OpenACC is a directive-based approach to programming for GPUs. Instead of using a low-level programming method like CUDA, where the programmer is responsible for explicitly transferring data between the CPU and GPU and writing GPU kernels, with a directive-based model, the programmer simply adds "hints" within the code which tell the compiler where data transfers should happen and which code sections to offload to the GPU. An additional benefit of this type of GPU programming model is that the code can be compiled for either a CPU or GPU simply by adding or removing compiler flags (whereas a CUDA code will need to be run on a GPU).
In this challenge, you will need to find the compiler flag that enables GPU support in a simple OpenACC vector addition program. The single #pragma acc parallel loop
(which is the hint to the compiler) line is the only change needed to make this a GPU code. But without the correct compiler flag, that line will be ignored and a CPU-only executable will be created.
NOTE: Compilers flags are optional arguments that can be given to a compiler when compiling a program.
In order to run the provided OpenACC code, we will need to modify our programming environment. First, we will change the compiler to PGI:
$ module load pgi
Then, we will load the CUDA Toolkit:
$ module load cuda
Next, you will need to find the PGI compiler flag needed to compile the code with OpenACC-support. To do so, you can either search within the Summit User Guide, within the PGI documentation, or just Google "PGI OpenACC compiler flag". Being able to use on-line resources to find e.g., compiler flags is often a necessary task in HPC.
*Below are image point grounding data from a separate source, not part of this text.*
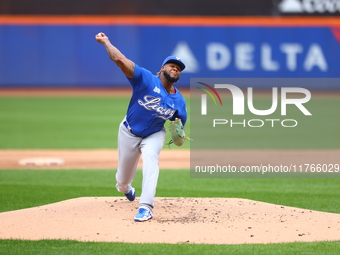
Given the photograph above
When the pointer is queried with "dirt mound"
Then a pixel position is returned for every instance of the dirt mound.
(176, 220)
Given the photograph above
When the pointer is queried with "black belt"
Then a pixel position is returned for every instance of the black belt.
(128, 126)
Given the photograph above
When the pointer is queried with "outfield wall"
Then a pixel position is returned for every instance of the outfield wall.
(61, 51)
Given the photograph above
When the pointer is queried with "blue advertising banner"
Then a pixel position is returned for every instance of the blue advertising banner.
(69, 56)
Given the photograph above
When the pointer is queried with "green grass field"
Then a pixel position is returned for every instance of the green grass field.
(80, 123)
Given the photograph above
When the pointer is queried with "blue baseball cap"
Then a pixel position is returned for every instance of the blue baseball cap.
(175, 60)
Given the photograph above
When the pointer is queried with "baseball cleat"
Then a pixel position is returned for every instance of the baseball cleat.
(143, 214)
(131, 195)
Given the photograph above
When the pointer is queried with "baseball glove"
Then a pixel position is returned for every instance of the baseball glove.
(177, 131)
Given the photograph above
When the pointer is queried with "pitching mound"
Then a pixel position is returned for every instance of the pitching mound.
(176, 220)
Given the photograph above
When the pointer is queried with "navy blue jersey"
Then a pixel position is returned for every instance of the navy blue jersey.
(151, 105)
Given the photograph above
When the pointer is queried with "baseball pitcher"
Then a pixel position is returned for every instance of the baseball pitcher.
(141, 133)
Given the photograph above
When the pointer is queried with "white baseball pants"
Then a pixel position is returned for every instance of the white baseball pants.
(130, 148)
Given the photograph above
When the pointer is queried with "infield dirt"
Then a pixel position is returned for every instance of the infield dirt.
(176, 220)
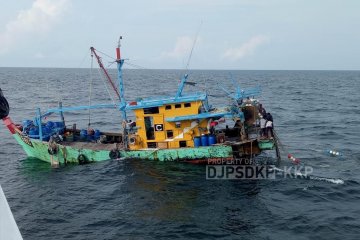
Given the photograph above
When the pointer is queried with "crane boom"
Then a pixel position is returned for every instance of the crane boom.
(101, 65)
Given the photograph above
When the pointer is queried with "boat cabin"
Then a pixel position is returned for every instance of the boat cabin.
(168, 122)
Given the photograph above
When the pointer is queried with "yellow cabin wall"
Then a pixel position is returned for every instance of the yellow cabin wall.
(159, 118)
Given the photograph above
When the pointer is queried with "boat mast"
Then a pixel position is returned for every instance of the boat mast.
(101, 65)
(120, 63)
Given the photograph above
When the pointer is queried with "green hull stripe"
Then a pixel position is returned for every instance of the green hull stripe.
(39, 150)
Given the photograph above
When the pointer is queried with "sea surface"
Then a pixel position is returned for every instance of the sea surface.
(314, 111)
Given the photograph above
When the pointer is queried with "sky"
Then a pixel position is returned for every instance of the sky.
(224, 34)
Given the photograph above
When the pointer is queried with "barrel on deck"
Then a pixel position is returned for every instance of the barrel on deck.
(205, 140)
(197, 141)
(83, 134)
(212, 139)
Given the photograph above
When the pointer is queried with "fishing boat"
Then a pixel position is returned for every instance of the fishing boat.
(183, 127)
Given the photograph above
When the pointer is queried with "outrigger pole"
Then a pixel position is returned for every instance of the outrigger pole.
(120, 63)
(101, 65)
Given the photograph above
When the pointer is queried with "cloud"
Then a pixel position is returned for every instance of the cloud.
(39, 55)
(37, 19)
(245, 49)
(182, 47)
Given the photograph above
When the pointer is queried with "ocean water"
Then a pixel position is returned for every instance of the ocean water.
(313, 111)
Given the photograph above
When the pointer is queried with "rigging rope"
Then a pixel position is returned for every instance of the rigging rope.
(104, 81)
(91, 86)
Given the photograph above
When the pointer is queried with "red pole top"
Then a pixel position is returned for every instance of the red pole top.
(118, 53)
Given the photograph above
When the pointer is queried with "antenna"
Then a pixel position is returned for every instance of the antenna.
(192, 48)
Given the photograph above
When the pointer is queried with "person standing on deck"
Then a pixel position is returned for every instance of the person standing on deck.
(262, 110)
(269, 117)
(262, 126)
(269, 129)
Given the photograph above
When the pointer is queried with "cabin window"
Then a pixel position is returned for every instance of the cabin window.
(169, 134)
(152, 145)
(152, 110)
(149, 128)
(182, 143)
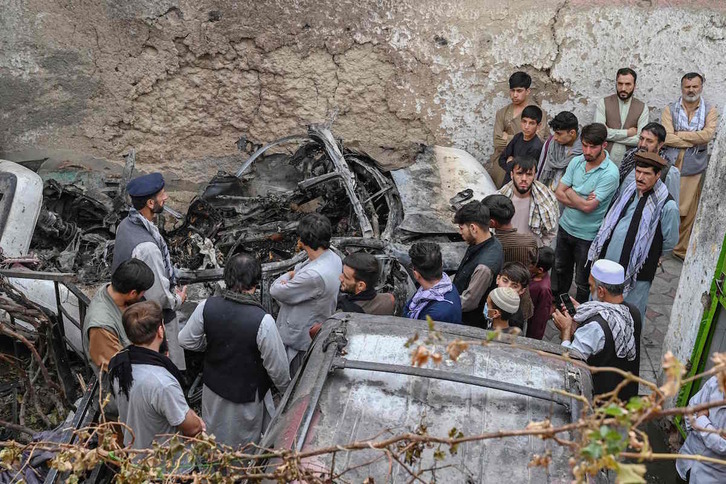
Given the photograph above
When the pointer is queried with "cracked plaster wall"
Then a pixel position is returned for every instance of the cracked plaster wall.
(692, 297)
(181, 81)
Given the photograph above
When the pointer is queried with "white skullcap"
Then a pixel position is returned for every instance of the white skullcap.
(506, 299)
(608, 272)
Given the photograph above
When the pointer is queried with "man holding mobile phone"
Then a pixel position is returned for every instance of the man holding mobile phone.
(606, 330)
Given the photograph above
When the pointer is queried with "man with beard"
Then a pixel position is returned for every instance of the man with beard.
(624, 115)
(138, 237)
(606, 330)
(652, 139)
(508, 121)
(585, 190)
(147, 385)
(358, 287)
(477, 272)
(639, 229)
(690, 123)
(559, 149)
(535, 207)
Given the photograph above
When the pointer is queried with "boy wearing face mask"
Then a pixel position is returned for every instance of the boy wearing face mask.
(501, 305)
(516, 276)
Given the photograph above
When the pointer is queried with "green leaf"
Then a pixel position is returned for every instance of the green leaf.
(613, 410)
(630, 474)
(635, 404)
(593, 451)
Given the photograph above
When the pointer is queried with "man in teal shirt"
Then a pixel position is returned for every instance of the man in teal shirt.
(586, 189)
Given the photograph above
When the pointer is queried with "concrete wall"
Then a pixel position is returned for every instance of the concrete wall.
(182, 80)
(692, 298)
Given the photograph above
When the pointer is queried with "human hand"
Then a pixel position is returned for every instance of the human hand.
(563, 322)
(314, 330)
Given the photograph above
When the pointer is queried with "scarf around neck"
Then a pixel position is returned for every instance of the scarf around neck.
(425, 296)
(242, 298)
(650, 207)
(136, 218)
(120, 366)
(619, 320)
(555, 158)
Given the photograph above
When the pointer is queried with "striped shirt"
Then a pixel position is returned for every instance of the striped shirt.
(517, 247)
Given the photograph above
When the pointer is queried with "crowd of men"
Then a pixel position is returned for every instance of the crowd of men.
(600, 204)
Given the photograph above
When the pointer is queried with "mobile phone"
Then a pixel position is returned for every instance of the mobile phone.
(567, 302)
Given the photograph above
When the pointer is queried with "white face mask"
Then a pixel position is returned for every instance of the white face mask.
(486, 313)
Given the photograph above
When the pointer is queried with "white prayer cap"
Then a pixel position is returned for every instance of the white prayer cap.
(608, 272)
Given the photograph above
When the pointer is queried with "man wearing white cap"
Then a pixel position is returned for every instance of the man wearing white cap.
(606, 330)
(501, 305)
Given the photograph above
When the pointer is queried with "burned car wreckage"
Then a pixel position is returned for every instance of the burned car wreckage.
(257, 210)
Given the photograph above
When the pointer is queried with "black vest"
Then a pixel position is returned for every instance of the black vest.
(233, 366)
(607, 381)
(648, 270)
(490, 254)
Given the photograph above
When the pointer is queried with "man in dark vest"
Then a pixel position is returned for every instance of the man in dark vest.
(243, 356)
(606, 330)
(624, 115)
(690, 123)
(137, 237)
(640, 228)
(477, 272)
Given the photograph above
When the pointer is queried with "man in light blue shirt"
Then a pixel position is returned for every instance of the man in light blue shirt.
(586, 189)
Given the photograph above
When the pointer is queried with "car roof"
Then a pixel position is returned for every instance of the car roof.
(358, 383)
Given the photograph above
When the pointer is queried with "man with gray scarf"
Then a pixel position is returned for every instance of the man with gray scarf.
(244, 356)
(690, 123)
(606, 330)
(559, 149)
(138, 237)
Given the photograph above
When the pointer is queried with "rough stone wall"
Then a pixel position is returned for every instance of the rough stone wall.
(692, 298)
(182, 80)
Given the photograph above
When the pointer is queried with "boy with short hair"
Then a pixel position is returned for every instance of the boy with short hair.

NOTE: Compiler flags differ between different compilers so make sure you find the correct flag for the PGI compiler.
First, make sure you're in the Find_the_Compiler_Flag
directory:
$ cd ~/hands-on-with-summit/challenges/Find_the_Compiler_Flag
Ok, if you haven't done so already, go find the compiler flag...
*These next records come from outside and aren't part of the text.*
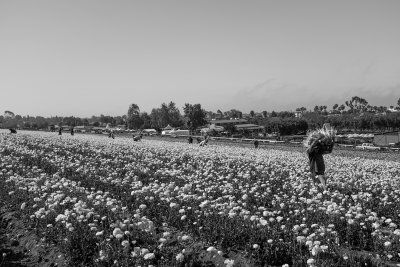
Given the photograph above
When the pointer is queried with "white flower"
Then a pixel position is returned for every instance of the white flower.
(99, 233)
(311, 261)
(149, 256)
(180, 257)
(211, 249)
(229, 262)
(117, 231)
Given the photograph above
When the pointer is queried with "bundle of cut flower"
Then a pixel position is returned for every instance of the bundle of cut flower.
(321, 139)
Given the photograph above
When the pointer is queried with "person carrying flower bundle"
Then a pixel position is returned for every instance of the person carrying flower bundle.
(318, 143)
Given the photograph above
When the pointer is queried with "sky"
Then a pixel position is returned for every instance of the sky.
(92, 57)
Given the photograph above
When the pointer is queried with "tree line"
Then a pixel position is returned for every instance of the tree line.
(354, 115)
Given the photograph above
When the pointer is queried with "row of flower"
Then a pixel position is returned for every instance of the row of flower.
(113, 201)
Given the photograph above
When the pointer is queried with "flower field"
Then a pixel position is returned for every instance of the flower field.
(114, 202)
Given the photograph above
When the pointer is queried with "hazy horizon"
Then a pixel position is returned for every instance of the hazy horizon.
(84, 58)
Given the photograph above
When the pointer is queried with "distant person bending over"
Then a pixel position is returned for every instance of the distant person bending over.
(256, 143)
(316, 161)
(319, 146)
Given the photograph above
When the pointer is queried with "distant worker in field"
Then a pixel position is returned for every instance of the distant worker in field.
(205, 141)
(256, 143)
(318, 143)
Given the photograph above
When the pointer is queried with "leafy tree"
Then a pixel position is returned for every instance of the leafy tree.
(265, 113)
(9, 114)
(146, 120)
(194, 115)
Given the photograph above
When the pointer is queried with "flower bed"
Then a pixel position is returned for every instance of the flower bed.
(104, 202)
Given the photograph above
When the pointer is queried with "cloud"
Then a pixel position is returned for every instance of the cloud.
(276, 95)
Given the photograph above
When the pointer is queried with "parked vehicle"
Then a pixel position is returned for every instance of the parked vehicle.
(368, 146)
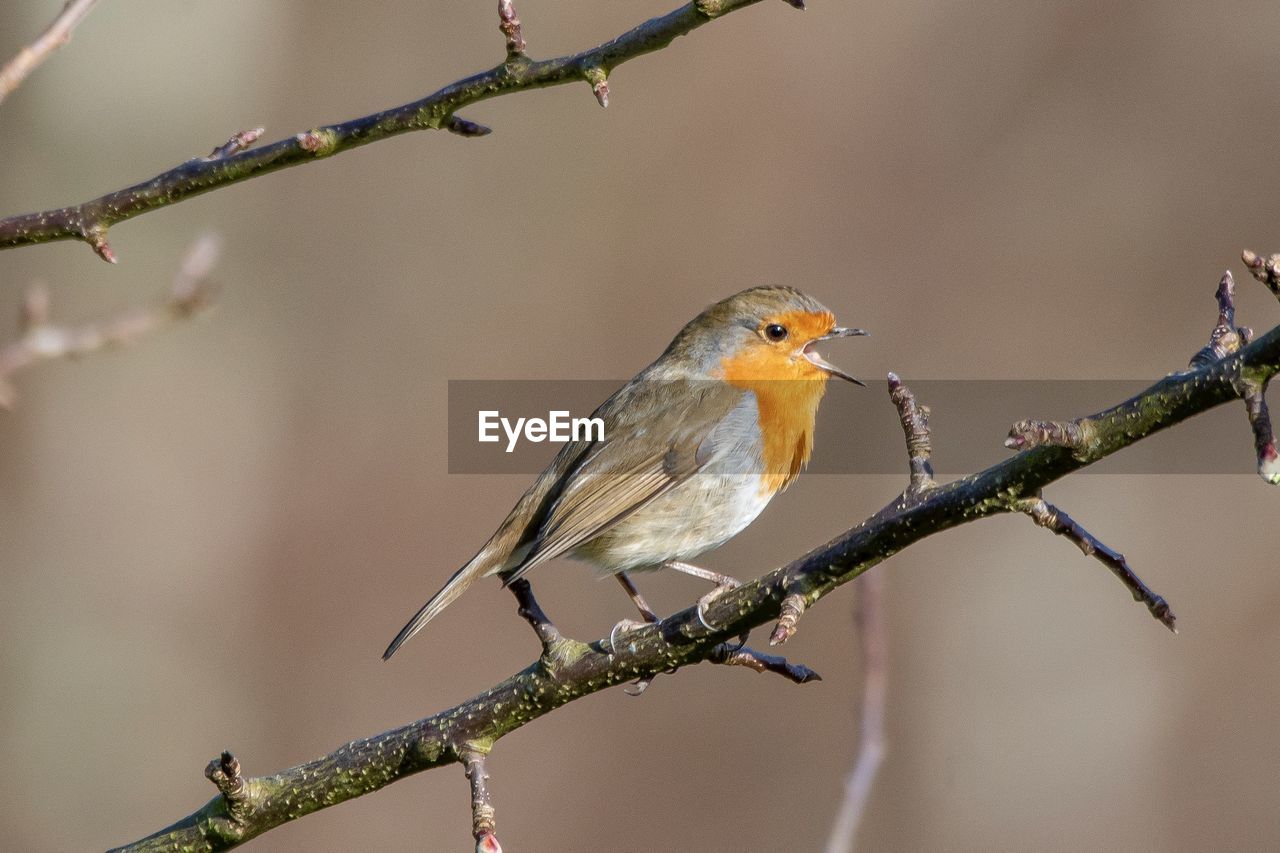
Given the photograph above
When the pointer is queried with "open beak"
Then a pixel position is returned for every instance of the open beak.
(822, 364)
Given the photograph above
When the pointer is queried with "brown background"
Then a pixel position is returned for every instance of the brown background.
(206, 539)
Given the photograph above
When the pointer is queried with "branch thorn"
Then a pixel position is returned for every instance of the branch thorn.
(599, 81)
(96, 240)
(1265, 269)
(462, 127)
(510, 27)
(1051, 518)
(792, 609)
(237, 144)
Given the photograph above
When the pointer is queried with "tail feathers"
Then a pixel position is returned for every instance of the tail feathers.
(457, 584)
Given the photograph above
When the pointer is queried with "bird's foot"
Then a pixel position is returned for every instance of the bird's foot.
(622, 629)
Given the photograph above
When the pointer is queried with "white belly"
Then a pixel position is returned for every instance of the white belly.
(703, 512)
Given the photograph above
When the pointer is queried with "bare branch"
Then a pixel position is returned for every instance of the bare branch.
(1050, 518)
(1265, 269)
(58, 33)
(1027, 434)
(1225, 338)
(42, 341)
(577, 669)
(872, 632)
(760, 662)
(90, 220)
(238, 142)
(484, 824)
(789, 615)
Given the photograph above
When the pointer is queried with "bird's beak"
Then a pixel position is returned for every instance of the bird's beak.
(822, 364)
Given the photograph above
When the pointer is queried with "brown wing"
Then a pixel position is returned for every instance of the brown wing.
(612, 479)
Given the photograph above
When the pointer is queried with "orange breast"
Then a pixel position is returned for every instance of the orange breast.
(787, 393)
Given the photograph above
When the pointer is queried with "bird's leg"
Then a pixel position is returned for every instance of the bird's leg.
(641, 605)
(636, 598)
(723, 584)
(533, 614)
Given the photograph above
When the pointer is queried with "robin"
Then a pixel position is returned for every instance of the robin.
(694, 448)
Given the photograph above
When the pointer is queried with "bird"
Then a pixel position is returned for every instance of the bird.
(694, 447)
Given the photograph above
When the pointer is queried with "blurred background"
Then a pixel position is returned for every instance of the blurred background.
(206, 539)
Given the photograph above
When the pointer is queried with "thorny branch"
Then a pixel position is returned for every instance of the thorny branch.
(90, 220)
(567, 669)
(58, 33)
(42, 340)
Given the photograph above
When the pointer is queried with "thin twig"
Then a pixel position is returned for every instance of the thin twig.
(1051, 518)
(872, 630)
(58, 33)
(679, 641)
(90, 220)
(42, 340)
(730, 655)
(484, 824)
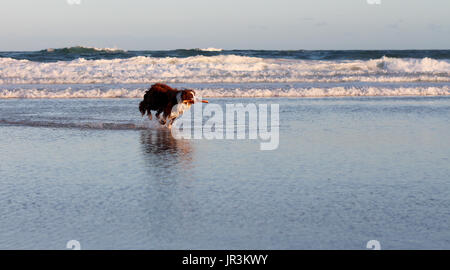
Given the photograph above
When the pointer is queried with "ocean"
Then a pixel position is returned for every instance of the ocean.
(363, 151)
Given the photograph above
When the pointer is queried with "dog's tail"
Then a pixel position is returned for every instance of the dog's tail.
(143, 107)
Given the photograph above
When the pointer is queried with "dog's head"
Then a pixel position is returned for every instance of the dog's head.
(188, 96)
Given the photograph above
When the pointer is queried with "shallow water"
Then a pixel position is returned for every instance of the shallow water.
(347, 170)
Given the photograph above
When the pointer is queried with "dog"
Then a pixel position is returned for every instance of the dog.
(162, 99)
Ok, now that you think you found the correct compiler flag, add it to the end of the CFLAGS = -Minfo=all
line in the Makefile (make sure to include a space after -Minfo=all
and the compiler flag you just found). Then, compile the code:
$ make
If you added the correct flag, you should see evidence of it in the output from the compiler (i.e., the acc and copyout/copyin lines):
main:
24, Generating Tesla code
25, #pragma acc loop gang, vector(128) /* blockIdx.x threadIdx.x */
24, Generating implicit copyout(C[:1048576])
Generating implicit copyin(B[:1048576],A[:1048576])
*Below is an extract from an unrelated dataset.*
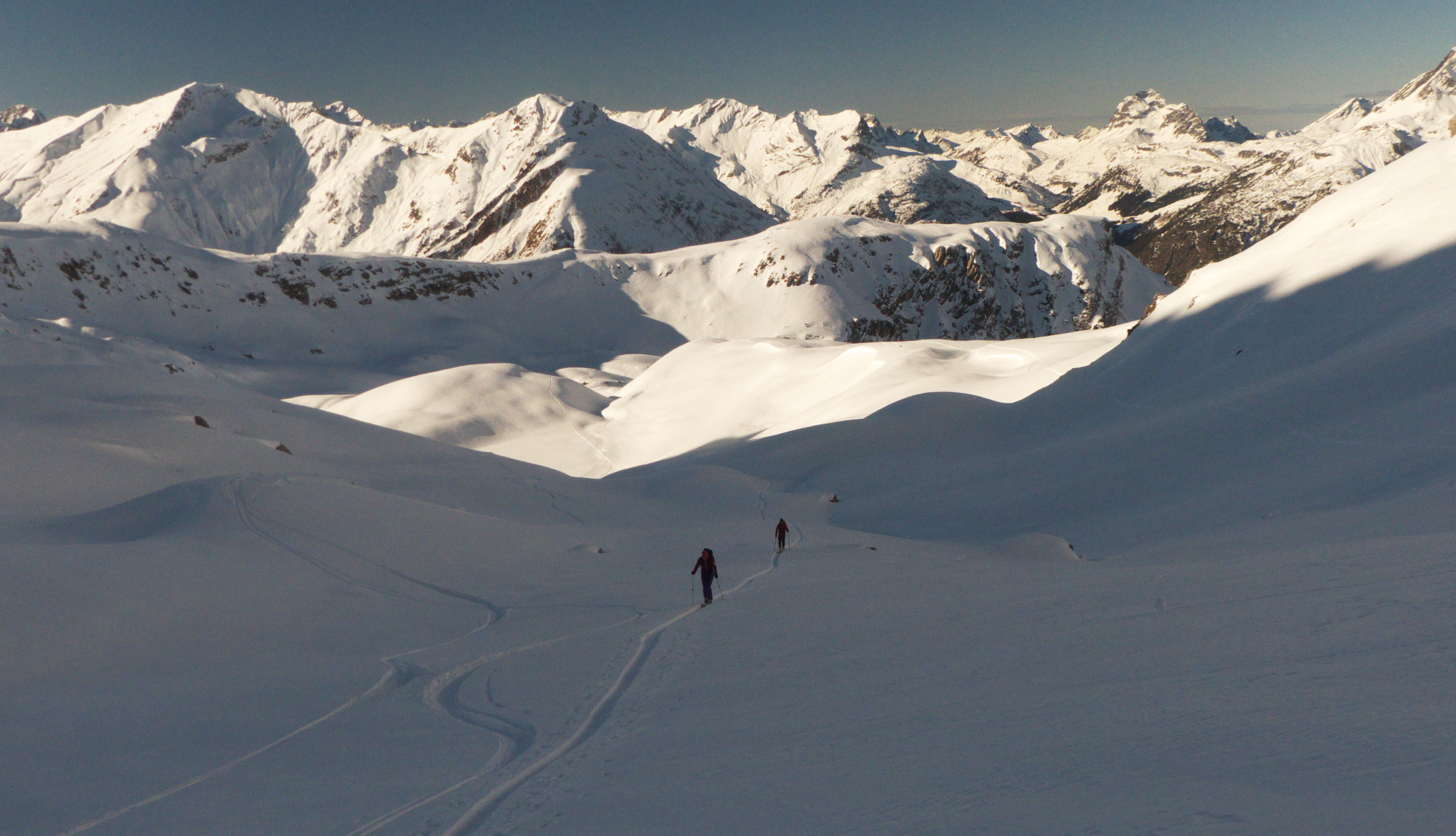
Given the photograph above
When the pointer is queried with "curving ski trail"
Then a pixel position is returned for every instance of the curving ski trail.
(483, 809)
Now, test that you have correctly compiled the code with OpenACC-support by launching the executable on a compute node. To do so, issue the following command:
$ bsub submit.lsf
NOTE: The submit.lsf script requests access to 1 compute node for 10 minutes and launches the executable on that compute node using the job launcher,
jsrun
.
Once the job is complete, you can confirm that it gave the correct results by looking for __SUCCESS__
in the output file, add_vec_acc.JOBID
, where JOBID will be the unique number associated with your job.
But did you run on the CPU or GPU? An easy way to tell is using NVIDIA's profiler, nvprof
. This was included in the jsrun
command so if you ran on the GPU, you should also see output from the profiler as shown below:
==6163== Profiling result:
Type Time(%) Time Calls Avg Min Max Name
GPU activities: 62.26% 363.49us 2 181.74us 181.60us 181.89us [CUDA memcpy HtoD]
31.17% 181.98us 1 181.98us 181.98us 181.98us [CUDA memcpy DtoH]
6.57% 38.368us 1 38.368us 38.368us 38.368us main_24_gpu
If you need help, don't be afraid to ask. If you were successful, congratulations! You just ran a program on a GPU in one of the fastest supercomputers in the world!